Нет-нет, не то чтобы какая-то жалость или воспоминания о нежном детстве. Нет, наоборот, с самого детства братья Добровские сильно и часто били братьев Гавриловских. Били зло, метко, по-соседски добротно. Били за всё – за повешенную кошку, за разодранную пополам яблоню с недозревшими яблоками, за разбитые стёкла, за воровство малины, за воровство тачки, лопат и велосипедов. За то, что дед Гавриловский похвалялся, что крыльцо сделал из жидовских могильных плит, что отец Гавриловский кресты с церкви и костёла сдирал (первый был верхолаз, самый что ни на есть был сознательный комнезамовец).

За многое.

За доносы.

За колоски.

За поджоги.

Мужская поросль Добровских была вся на вид не очень крупная, но выделялась какой-то особо быстрой, пружинистой статью, росту Добровские были выше среднего, рыжеватые волосы, не худощавые, не полные. Синие-синие глаза, которые так шли к их упрямым лицам. Силы были жутчайшей. Отчаянности невероятной. И было отчего.
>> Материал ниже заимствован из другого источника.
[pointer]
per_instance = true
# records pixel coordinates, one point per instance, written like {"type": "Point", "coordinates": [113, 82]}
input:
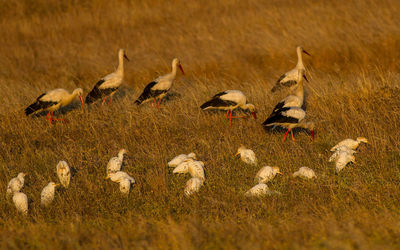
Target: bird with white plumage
{"type": "Point", "coordinates": [180, 158]}
{"type": "Point", "coordinates": [115, 163]}
{"type": "Point", "coordinates": [20, 201]}
{"type": "Point", "coordinates": [193, 185]}
{"type": "Point", "coordinates": [47, 194]}
{"type": "Point", "coordinates": [305, 172]}
{"type": "Point", "coordinates": [266, 174]}
{"type": "Point", "coordinates": [63, 173]}
{"type": "Point", "coordinates": [15, 184]}
{"type": "Point", "coordinates": [295, 75]}
{"type": "Point", "coordinates": [246, 155]}
{"type": "Point", "coordinates": [108, 85]}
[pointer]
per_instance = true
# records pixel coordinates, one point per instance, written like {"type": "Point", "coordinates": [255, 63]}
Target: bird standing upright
{"type": "Point", "coordinates": [158, 88]}
{"type": "Point", "coordinates": [108, 85]}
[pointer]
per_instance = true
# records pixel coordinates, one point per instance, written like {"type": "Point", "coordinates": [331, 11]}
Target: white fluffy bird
{"type": "Point", "coordinates": [343, 159]}
{"type": "Point", "coordinates": [247, 155]}
{"type": "Point", "coordinates": [350, 143]}
{"type": "Point", "coordinates": [115, 163]}
{"type": "Point", "coordinates": [193, 185]}
{"type": "Point", "coordinates": [119, 176]}
{"type": "Point", "coordinates": [47, 194]}
{"type": "Point", "coordinates": [63, 173]}
{"type": "Point", "coordinates": [21, 202]}
{"type": "Point", "coordinates": [125, 185]}
{"type": "Point", "coordinates": [180, 158]}
{"type": "Point", "coordinates": [15, 184]}
{"type": "Point", "coordinates": [305, 172]}
{"type": "Point", "coordinates": [266, 174]}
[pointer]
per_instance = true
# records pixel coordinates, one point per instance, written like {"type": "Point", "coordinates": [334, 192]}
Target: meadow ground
{"type": "Point", "coordinates": [353, 91]}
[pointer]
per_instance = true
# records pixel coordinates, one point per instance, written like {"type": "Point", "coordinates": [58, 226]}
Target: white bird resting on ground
{"type": "Point", "coordinates": [120, 175]}
{"type": "Point", "coordinates": [340, 149]}
{"type": "Point", "coordinates": [63, 173]}
{"type": "Point", "coordinates": [266, 174]}
{"type": "Point", "coordinates": [305, 172]}
{"type": "Point", "coordinates": [115, 163]}
{"type": "Point", "coordinates": [21, 202]}
{"type": "Point", "coordinates": [260, 190]}
{"type": "Point", "coordinates": [247, 155]}
{"type": "Point", "coordinates": [180, 158]}
{"type": "Point", "coordinates": [343, 159]}
{"type": "Point", "coordinates": [15, 184]}
{"type": "Point", "coordinates": [193, 185]}
{"type": "Point", "coordinates": [47, 194]}
{"type": "Point", "coordinates": [350, 143]}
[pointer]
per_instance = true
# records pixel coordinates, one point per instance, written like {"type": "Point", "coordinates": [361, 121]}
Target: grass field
{"type": "Point", "coordinates": [353, 91]}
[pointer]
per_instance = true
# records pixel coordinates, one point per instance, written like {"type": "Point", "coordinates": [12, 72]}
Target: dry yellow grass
{"type": "Point", "coordinates": [353, 91]}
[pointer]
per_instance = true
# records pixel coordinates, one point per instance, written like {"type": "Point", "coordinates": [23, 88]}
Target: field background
{"type": "Point", "coordinates": [353, 91]}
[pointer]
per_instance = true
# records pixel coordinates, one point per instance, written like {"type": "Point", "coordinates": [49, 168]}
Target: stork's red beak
{"type": "Point", "coordinates": [80, 98]}
{"type": "Point", "coordinates": [254, 115]}
{"type": "Point", "coordinates": [180, 67]}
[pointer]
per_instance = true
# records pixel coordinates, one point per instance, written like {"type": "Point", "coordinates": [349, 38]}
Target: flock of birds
{"type": "Point", "coordinates": [289, 114]}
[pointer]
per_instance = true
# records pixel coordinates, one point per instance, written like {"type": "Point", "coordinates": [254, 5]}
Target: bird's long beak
{"type": "Point", "coordinates": [254, 115]}
{"type": "Point", "coordinates": [180, 67]}
{"type": "Point", "coordinates": [81, 99]}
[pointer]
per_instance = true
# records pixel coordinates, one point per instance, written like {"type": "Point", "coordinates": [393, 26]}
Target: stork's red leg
{"type": "Point", "coordinates": [284, 138]}
{"type": "Point", "coordinates": [291, 132]}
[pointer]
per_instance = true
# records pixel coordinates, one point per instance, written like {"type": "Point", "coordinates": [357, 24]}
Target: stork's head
{"type": "Point", "coordinates": [176, 63]}
{"type": "Point", "coordinates": [122, 54]}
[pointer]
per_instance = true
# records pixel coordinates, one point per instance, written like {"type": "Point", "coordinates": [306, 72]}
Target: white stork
{"type": "Point", "coordinates": [229, 100]}
{"type": "Point", "coordinates": [293, 76]}
{"type": "Point", "coordinates": [108, 85]}
{"type": "Point", "coordinates": [294, 100]}
{"type": "Point", "coordinates": [53, 100]}
{"type": "Point", "coordinates": [158, 88]}
{"type": "Point", "coordinates": [290, 118]}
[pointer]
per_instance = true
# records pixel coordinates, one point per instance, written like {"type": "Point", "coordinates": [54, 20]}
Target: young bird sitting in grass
{"type": "Point", "coordinates": [305, 172]}
{"type": "Point", "coordinates": [193, 185]}
{"type": "Point", "coordinates": [63, 173]}
{"type": "Point", "coordinates": [181, 158]}
{"type": "Point", "coordinates": [47, 195]}
{"type": "Point", "coordinates": [350, 143]}
{"type": "Point", "coordinates": [21, 202]}
{"type": "Point", "coordinates": [266, 174]}
{"type": "Point", "coordinates": [247, 155]}
{"type": "Point", "coordinates": [15, 184]}
{"type": "Point", "coordinates": [115, 163]}
{"type": "Point", "coordinates": [343, 159]}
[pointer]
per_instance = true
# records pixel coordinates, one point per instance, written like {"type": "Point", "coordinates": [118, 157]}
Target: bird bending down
{"type": "Point", "coordinates": [290, 118]}
{"type": "Point", "coordinates": [21, 202]}
{"type": "Point", "coordinates": [350, 143]}
{"type": "Point", "coordinates": [180, 158]}
{"type": "Point", "coordinates": [15, 184]}
{"type": "Point", "coordinates": [47, 194]}
{"type": "Point", "coordinates": [63, 173]}
{"type": "Point", "coordinates": [115, 163]}
{"type": "Point", "coordinates": [53, 100]}
{"type": "Point", "coordinates": [158, 88]}
{"type": "Point", "coordinates": [108, 85]}
{"type": "Point", "coordinates": [305, 172]}
{"type": "Point", "coordinates": [229, 100]}
{"type": "Point", "coordinates": [266, 174]}
{"type": "Point", "coordinates": [293, 76]}
{"type": "Point", "coordinates": [247, 155]}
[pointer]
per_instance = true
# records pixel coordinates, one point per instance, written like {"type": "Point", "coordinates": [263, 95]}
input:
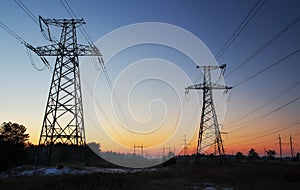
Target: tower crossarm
{"type": "Point", "coordinates": [61, 22]}
{"type": "Point", "coordinates": [58, 50]}
{"type": "Point", "coordinates": [202, 86]}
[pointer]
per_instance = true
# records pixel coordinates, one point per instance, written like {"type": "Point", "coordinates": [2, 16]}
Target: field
{"type": "Point", "coordinates": [182, 175]}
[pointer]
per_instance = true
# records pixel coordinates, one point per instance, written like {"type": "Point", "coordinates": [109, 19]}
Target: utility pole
{"type": "Point", "coordinates": [139, 146]}
{"type": "Point", "coordinates": [166, 148]}
{"type": "Point", "coordinates": [63, 120]}
{"type": "Point", "coordinates": [280, 149]}
{"type": "Point", "coordinates": [209, 126]}
{"type": "Point", "coordinates": [185, 148]}
{"type": "Point", "coordinates": [291, 146]}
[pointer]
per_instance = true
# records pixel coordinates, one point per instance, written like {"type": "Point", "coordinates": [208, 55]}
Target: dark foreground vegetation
{"type": "Point", "coordinates": [239, 172]}
{"type": "Point", "coordinates": [182, 175]}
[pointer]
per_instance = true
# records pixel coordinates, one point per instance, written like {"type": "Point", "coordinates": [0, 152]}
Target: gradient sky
{"type": "Point", "coordinates": [24, 90]}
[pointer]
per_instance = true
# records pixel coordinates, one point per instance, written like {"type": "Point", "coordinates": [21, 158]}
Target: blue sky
{"type": "Point", "coordinates": [24, 90]}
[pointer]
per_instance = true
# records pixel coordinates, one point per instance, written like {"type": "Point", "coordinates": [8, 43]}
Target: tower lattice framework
{"type": "Point", "coordinates": [63, 120]}
{"type": "Point", "coordinates": [209, 126]}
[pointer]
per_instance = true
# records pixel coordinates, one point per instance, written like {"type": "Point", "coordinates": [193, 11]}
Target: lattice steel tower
{"type": "Point", "coordinates": [209, 126]}
{"type": "Point", "coordinates": [63, 121]}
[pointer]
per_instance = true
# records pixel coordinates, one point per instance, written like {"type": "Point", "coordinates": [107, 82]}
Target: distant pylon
{"type": "Point", "coordinates": [209, 126]}
{"type": "Point", "coordinates": [63, 121]}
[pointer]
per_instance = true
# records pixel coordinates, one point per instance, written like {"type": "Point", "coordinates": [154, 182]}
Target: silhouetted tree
{"type": "Point", "coordinates": [252, 154]}
{"type": "Point", "coordinates": [12, 144]}
{"type": "Point", "coordinates": [271, 154]}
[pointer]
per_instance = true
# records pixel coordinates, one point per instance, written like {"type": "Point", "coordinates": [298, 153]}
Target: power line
{"type": "Point", "coordinates": [267, 44]}
{"type": "Point", "coordinates": [267, 103]}
{"type": "Point", "coordinates": [281, 128]}
{"type": "Point", "coordinates": [241, 27]}
{"type": "Point", "coordinates": [267, 68]}
{"type": "Point", "coordinates": [265, 115]}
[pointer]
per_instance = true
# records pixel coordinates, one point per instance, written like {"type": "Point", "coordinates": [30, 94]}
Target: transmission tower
{"type": "Point", "coordinates": [209, 126]}
{"type": "Point", "coordinates": [63, 121]}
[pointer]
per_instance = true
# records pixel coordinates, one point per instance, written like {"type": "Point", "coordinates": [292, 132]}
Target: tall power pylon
{"type": "Point", "coordinates": [209, 126]}
{"type": "Point", "coordinates": [63, 121]}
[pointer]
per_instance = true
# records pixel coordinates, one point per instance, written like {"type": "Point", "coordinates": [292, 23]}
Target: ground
{"type": "Point", "coordinates": [182, 175]}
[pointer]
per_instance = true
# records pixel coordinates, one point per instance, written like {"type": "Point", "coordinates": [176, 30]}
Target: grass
{"type": "Point", "coordinates": [182, 175]}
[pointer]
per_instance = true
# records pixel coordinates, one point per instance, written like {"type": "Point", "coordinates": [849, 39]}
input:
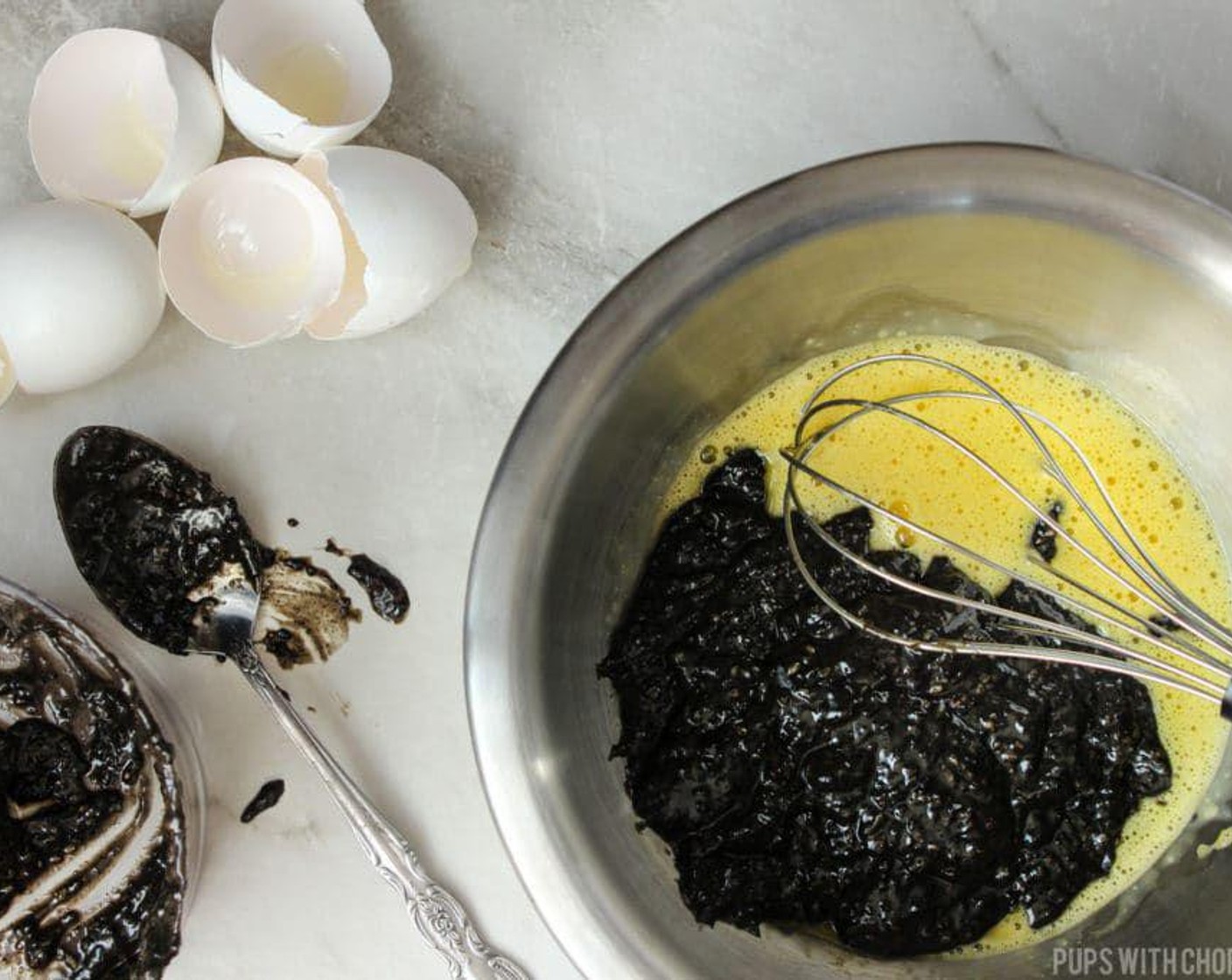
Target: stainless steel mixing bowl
{"type": "Point", "coordinates": [1121, 276]}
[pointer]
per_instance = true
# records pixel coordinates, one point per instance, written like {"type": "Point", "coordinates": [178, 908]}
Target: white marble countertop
{"type": "Point", "coordinates": [585, 132]}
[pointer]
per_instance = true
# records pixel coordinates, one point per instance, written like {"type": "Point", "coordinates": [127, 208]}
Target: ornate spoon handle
{"type": "Point", "coordinates": [440, 917]}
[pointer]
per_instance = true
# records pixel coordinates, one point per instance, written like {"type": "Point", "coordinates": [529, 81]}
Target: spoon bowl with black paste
{"type": "Point", "coordinates": [171, 555]}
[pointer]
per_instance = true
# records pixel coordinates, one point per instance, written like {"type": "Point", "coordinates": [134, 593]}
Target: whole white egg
{"type": "Point", "coordinates": [81, 292]}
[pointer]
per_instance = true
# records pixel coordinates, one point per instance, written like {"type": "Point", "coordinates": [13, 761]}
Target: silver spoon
{"type": "Point", "coordinates": [224, 625]}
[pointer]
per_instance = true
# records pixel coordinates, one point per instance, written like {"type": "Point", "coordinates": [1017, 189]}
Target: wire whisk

Как выживали Добровские после ареста отца – о том половина дальнего угла Топорова шепталась.

Работали каторжно.

Работали с малых лет за своей мамой Ульяной, работали тяжко, как работают сироты, как птенцы в разорённом гнезде. И в правде своей, и в скорости мести за несправедливость, и в защите сестрёнок от проказ соседских мальчишек не было им равных. А потом они выросли.

И соседство Гавриловских перестало быть привычно простым.